Task: Applying the Unsharp Mask Filter

Open an image in Elements and make whatever corrections or alterations it needs. Zoom in or out so the picture is at its full size on the screen. (This will let you see the effects of sharpening, without exaggerating them.) When you’re satisfied with everything except the sharpness, open the Unsharp Mask dialog box (Filter, Sharpen, Unsharp Mask).

Set the Amount to 500% to start with. This is the maximum, and starting here will help you see and understand what the other two variables are doing.

Set the Radius to 1 pixel, and the Threshold to 0. The picture won’t look right—it will probably look very grainy, but this is our jumping-off point.

If there is obvious grain or noise, increase the Threshold. Start with 2, and then try 5, 8, 12, and so on until the noise disappears.
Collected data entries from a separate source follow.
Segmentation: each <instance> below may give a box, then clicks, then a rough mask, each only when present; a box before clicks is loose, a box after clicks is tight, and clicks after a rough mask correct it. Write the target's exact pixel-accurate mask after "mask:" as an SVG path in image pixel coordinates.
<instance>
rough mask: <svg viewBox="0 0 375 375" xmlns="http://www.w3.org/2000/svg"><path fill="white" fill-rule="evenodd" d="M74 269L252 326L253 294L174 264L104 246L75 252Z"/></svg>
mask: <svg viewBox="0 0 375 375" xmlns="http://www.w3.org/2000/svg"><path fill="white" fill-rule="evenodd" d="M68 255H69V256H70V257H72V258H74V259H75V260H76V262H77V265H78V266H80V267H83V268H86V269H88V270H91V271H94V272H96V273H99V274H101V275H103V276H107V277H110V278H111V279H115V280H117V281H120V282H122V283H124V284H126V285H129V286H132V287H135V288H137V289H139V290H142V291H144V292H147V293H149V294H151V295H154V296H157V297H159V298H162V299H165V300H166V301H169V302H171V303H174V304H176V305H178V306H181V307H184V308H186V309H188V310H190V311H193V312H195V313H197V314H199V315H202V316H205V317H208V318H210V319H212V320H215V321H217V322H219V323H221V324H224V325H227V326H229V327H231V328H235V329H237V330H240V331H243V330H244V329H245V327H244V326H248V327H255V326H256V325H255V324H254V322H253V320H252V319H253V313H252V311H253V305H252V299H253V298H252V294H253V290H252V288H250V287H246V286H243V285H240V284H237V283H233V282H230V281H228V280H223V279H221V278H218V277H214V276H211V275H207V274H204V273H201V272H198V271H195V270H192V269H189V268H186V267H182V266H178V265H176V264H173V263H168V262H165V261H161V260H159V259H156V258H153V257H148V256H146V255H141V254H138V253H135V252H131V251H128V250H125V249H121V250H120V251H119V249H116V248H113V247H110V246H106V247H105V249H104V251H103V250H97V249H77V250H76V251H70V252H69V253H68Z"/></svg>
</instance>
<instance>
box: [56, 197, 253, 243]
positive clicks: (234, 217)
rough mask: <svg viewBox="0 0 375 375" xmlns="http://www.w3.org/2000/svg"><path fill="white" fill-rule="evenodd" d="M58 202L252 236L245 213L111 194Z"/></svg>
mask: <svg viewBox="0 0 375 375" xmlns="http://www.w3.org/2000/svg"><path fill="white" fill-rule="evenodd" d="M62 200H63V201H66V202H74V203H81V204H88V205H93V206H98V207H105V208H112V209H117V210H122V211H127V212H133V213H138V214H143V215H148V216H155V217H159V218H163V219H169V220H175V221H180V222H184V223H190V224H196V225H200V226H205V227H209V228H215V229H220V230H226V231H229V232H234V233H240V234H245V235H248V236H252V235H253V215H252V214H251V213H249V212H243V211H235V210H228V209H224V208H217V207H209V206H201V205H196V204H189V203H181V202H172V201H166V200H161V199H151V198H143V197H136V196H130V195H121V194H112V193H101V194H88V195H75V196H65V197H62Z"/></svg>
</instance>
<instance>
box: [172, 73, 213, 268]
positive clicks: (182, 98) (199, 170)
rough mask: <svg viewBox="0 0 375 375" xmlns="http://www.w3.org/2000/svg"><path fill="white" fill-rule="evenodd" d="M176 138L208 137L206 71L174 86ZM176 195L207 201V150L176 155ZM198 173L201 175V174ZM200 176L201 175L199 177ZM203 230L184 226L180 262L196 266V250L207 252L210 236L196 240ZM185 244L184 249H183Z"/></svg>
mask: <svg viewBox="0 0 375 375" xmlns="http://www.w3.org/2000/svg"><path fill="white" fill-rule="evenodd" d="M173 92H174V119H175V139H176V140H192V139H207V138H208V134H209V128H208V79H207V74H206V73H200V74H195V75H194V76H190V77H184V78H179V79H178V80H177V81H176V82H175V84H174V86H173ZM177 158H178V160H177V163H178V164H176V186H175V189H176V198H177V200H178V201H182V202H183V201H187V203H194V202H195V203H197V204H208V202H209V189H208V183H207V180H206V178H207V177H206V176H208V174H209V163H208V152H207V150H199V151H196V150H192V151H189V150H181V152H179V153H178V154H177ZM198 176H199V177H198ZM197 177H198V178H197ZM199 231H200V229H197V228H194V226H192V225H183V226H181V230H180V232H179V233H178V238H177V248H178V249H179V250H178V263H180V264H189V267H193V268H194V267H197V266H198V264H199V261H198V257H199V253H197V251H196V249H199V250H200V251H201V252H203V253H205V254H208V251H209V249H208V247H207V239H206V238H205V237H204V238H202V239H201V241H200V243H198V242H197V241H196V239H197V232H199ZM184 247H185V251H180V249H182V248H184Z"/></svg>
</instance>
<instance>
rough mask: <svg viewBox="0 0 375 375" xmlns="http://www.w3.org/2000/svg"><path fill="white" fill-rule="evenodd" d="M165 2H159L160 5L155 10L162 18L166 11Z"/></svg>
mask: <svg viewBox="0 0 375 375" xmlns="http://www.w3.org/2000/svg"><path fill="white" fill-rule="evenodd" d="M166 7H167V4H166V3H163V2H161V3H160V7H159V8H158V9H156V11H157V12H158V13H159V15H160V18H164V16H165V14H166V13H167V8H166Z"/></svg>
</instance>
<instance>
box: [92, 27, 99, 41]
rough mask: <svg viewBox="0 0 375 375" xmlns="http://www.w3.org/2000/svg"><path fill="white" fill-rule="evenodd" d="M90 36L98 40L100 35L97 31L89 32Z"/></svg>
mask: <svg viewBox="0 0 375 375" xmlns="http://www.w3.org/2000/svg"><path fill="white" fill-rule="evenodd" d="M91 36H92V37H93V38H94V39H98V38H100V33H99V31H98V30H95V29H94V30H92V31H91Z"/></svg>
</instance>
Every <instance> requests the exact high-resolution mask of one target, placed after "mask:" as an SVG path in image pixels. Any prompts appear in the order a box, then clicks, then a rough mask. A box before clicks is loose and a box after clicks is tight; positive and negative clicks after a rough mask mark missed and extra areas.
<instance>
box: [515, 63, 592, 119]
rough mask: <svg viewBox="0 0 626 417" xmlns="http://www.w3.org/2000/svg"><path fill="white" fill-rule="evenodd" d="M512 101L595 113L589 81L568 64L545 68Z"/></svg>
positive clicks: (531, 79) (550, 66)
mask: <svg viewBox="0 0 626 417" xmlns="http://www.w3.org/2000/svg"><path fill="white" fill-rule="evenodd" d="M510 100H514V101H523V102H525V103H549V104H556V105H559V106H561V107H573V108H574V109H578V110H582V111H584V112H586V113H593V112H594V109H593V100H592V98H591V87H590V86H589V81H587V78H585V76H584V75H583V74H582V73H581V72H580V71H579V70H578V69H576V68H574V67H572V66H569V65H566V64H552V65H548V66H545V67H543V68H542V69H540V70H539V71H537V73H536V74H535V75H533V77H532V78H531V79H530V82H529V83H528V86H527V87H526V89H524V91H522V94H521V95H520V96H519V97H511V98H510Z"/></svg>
Now, we’ll work with the Radius. Increase the Radius until the picture just starts to lose detail, and then back it off a bit. Figure 17.5 shows my image at this stage. (Don’t worry about the white halos around edges. We’ll lose them next.)

Figure 17.5. We’ll lose the halos in the next step.

Now, reduce the Amount until the picture looks good. You want to get rid of the white edges, but still keep the sharpening effect. You’ll probably find that the correct setting for Amount is somewhere between 100 and 250. Of course, it also depends on the amount of contrast and fuzziness in the picture you’re working on. If you’re not going to use the image onscreen (on the Web, for example) and you’re just trying to get the sharpest image you can for printing, you may want to oversharpen the image just a bit.

Finally, save the picture and print it or put it on your Web page, or do whatever you’d planned. It’s as sharp as it’s ever going to be.

Lack of sharpness in either a scanned image or a digital photo is a very common problem, and part of the reason for it is the process. The picture is saved as a series of dots. Inevitably, there are spaces between the dots, and if you have a low resolution scan or a low resolution camera (anything less than 1 megapixel), the spaces will be large enough that the software will add blur to fill them in. That’s why the pictures look fuzzy, and why adding contrast at the edges fixes it.